サプライチェーンマネージメントとか電子調達が話題になって、アメリカでは1999年頃からインターネットで印刷受発注のECサイトを作って、一種の仲介業務をするビジネスが続々と登場した。一般にプリントドットコムと呼ばれるものはすでに100以上あるが、実際にこれらの機能を印刷物発注者が理解して使い出したのは実質的には2000年に入ってからである。

最も盛んと思われるのは金融関係の大企業が、そのようなECサイトを介して印刷発注をオンラインで行うパターンである。主に企業の印刷物がECといった形で扱われるのは、オフィスのパソコンから文具まで必要なものが殆どインターネットで調達できるようになったことと期を一にしている。

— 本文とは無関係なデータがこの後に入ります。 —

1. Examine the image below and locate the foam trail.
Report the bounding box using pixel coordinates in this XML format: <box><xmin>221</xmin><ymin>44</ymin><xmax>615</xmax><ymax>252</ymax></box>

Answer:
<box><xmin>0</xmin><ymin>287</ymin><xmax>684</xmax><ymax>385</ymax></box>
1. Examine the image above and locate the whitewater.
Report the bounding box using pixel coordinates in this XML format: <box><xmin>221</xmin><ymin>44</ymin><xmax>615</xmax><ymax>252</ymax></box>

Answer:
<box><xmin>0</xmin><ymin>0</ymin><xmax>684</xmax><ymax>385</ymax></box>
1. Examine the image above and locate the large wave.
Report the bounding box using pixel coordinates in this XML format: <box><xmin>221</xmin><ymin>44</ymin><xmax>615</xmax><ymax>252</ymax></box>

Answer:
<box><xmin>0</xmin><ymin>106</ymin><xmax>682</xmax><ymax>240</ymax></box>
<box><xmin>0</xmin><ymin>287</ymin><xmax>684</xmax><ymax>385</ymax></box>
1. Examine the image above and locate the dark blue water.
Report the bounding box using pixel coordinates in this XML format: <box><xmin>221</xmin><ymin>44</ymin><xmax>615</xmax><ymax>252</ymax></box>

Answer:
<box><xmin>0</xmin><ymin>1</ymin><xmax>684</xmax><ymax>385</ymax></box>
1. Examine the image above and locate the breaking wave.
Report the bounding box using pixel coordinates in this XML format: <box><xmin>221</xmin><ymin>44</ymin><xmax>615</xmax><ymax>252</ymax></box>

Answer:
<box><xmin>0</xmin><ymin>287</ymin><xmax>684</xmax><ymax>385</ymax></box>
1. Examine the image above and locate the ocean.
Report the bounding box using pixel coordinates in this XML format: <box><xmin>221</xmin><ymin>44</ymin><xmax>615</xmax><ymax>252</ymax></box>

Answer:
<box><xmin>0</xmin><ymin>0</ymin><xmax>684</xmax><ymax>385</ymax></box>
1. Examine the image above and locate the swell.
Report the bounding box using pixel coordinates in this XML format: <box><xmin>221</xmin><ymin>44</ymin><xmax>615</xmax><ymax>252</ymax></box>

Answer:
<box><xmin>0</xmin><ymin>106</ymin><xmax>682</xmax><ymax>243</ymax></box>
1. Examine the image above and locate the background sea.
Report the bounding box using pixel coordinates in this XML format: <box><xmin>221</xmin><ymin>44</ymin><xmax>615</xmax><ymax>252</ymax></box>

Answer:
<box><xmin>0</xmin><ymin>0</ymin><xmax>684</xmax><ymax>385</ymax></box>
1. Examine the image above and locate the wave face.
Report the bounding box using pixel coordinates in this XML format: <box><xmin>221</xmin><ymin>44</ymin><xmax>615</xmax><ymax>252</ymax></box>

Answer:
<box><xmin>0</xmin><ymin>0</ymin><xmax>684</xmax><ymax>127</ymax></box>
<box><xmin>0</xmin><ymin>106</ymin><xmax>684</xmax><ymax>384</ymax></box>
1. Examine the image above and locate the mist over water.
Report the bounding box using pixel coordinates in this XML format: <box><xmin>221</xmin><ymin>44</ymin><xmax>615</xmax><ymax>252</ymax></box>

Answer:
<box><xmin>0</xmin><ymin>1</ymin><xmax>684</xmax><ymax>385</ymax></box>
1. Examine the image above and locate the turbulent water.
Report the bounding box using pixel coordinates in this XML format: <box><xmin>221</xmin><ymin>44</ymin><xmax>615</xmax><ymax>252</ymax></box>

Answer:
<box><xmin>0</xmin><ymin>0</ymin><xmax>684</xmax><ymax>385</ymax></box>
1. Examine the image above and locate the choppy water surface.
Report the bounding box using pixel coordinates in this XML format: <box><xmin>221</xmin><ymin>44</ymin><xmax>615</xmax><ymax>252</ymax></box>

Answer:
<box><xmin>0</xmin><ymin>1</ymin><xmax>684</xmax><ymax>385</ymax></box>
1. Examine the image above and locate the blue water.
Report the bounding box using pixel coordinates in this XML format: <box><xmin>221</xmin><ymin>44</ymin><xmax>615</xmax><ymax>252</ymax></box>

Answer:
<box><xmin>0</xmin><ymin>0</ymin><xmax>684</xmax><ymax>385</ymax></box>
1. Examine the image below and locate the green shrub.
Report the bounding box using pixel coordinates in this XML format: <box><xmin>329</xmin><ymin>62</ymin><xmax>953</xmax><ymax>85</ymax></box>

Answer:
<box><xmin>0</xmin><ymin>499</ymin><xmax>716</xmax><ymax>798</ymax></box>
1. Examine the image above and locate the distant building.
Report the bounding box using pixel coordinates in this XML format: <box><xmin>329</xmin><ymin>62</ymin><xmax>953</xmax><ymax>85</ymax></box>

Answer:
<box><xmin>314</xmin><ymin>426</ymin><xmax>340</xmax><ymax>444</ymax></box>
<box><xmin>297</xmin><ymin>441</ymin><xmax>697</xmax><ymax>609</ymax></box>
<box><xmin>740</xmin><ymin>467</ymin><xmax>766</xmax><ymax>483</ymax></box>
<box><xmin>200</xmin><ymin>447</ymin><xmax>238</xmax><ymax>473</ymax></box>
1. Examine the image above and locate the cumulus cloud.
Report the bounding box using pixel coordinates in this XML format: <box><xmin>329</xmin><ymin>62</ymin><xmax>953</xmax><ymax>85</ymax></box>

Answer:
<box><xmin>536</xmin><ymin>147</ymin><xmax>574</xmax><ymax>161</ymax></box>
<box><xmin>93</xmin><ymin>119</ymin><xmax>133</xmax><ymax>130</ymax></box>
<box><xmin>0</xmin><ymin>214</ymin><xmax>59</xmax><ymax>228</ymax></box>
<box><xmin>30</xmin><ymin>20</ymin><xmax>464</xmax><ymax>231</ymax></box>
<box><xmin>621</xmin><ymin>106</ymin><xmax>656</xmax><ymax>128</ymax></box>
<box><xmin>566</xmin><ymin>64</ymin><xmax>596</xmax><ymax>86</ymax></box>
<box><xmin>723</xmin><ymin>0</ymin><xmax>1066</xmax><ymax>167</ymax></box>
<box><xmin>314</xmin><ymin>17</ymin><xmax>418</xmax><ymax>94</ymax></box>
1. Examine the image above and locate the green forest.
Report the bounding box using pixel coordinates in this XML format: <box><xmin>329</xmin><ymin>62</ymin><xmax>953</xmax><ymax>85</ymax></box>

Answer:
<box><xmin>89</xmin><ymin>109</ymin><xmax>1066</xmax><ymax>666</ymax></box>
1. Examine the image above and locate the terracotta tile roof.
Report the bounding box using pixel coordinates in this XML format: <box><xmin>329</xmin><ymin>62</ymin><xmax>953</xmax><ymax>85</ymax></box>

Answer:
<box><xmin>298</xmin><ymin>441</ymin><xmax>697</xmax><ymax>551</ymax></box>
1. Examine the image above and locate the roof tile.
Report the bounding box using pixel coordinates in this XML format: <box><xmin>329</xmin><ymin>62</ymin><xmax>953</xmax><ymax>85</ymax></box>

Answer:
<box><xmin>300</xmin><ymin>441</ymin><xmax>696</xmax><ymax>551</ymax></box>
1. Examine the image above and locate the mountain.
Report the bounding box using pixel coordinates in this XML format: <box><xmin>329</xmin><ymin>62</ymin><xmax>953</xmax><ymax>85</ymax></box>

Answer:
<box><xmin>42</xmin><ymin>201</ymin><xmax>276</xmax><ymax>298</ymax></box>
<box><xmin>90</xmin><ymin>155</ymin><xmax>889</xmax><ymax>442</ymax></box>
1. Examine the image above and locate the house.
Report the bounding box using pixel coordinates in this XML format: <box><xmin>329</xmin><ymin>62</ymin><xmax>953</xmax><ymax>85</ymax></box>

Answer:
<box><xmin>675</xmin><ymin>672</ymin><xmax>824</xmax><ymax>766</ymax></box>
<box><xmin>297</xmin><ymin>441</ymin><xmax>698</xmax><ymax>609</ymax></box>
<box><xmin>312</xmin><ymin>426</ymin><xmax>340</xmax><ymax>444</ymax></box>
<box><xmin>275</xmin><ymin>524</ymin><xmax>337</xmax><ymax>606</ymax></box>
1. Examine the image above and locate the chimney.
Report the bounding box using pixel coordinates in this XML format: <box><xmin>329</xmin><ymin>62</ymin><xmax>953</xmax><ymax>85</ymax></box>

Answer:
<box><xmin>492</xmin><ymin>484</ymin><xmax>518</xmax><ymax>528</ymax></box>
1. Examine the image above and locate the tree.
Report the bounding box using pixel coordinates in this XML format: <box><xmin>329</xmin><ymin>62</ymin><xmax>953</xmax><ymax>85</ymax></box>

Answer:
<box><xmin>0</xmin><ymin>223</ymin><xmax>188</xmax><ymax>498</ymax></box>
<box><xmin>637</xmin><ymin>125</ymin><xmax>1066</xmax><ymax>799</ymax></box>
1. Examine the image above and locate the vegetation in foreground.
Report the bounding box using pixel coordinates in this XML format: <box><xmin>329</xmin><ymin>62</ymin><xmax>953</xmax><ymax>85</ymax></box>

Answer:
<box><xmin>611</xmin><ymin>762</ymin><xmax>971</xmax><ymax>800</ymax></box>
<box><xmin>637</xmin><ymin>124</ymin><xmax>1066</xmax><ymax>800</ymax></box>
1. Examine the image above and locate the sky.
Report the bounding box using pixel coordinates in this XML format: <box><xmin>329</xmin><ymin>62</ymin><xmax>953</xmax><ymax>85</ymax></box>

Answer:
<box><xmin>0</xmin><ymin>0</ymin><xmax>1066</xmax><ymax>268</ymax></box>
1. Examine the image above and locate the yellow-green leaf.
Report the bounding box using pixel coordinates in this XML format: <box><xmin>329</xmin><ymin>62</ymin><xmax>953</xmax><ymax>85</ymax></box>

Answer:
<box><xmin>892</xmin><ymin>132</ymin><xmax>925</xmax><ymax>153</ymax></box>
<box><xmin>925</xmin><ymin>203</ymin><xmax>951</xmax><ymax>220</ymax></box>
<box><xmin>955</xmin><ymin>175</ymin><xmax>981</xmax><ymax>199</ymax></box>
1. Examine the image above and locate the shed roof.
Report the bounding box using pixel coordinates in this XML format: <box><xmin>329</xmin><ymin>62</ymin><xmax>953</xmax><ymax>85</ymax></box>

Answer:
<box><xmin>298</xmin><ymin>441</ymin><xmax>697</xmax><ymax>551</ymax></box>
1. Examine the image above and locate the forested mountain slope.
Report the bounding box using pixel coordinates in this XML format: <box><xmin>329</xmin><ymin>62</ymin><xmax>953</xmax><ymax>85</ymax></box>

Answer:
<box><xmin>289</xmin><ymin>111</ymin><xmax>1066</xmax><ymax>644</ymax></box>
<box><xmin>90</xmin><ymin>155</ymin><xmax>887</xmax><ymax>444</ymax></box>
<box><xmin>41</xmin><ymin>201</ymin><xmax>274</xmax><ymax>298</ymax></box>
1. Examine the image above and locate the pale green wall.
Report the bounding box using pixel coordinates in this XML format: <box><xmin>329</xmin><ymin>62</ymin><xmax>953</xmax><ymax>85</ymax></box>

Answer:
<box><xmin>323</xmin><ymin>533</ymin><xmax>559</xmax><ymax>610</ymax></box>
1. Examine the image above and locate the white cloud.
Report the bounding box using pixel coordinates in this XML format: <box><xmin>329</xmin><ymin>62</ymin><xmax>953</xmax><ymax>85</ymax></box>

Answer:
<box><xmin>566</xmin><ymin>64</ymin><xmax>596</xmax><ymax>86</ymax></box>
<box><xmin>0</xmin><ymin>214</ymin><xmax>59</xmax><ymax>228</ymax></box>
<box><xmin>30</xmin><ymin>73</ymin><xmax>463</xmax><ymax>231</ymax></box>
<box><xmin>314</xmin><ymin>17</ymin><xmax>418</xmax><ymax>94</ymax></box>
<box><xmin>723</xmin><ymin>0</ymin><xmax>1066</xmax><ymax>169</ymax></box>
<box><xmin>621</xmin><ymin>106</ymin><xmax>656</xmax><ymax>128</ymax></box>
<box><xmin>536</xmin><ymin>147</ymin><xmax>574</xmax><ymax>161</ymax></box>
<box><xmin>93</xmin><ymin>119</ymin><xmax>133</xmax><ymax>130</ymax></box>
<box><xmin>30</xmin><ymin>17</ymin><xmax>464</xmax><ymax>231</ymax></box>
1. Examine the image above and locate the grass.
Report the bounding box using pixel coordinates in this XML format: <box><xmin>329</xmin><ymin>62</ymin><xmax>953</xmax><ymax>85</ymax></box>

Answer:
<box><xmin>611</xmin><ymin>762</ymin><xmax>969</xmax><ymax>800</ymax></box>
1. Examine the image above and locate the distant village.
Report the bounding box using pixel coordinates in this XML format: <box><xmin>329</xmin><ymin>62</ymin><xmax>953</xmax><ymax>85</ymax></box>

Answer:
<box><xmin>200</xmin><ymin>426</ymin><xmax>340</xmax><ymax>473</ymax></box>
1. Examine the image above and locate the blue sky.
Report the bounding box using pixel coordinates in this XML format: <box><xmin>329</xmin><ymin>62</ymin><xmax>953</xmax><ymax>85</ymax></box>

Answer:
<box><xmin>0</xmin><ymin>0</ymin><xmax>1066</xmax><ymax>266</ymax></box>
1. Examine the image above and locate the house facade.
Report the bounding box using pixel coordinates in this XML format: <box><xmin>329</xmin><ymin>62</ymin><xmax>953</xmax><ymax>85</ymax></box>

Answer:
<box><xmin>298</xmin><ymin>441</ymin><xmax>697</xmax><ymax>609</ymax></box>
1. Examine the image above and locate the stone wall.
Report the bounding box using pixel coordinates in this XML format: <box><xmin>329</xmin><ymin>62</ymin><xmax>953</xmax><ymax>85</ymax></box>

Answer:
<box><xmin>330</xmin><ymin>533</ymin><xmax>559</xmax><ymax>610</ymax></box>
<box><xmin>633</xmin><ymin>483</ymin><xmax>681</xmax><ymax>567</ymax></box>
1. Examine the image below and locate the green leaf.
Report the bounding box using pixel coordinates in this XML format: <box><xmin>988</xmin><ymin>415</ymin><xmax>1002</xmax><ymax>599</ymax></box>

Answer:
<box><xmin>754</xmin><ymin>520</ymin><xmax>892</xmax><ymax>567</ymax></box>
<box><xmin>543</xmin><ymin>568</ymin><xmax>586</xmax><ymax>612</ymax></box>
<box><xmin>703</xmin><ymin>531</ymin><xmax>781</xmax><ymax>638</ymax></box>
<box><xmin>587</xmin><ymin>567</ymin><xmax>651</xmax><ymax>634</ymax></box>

出版物は出版社と特定の印刷会社が長期の契約に基づいて仕事をするケースが多いので、オープンなECではなく、オンライン化やお互いのワークフローの結合は1対1のB2Bで行われる傾向にある。商業印刷物の取引がこれからEC化しようとしているが、さまざまな形態があり、まだEC化モデルというのはよく見えない。例えばECサイトの仲介費を受発注のどちらが負担するのかということもなかなか決め難いものである。

drupa2000はこういう多くのECサイトが出展したショウケースでもあった。その殆どが従来の受発注の手続きを合理化する目的をもっているために、既存の慣行を継承する気がない点が特徴的である。つまり印刷物制作において、その材料代やマシンコストの償却などの切り詰めようは殆ど無くなり、むしろ制作準備や進行・チェックなどの人的コストの削減の方が改善しやすいというのが欧米の考え方である。ここらが日本人ならどう考えるのだろうかと思案してしまう点である。

アメリカで軌道に乗り始めた印刷のECサイトは日本にも上陸し始め、2000年に入って市場調査や会社設立が慌しくなってきている。また日本独自の印刷ECサイトも動き出している。しかしITの仕組みさえ導入すれば効果が上がるのではなく、ITを活かせるよう土台をデジタル化し、それに伴って既存の商習慣の破壊を行うことこそが先決のはずである。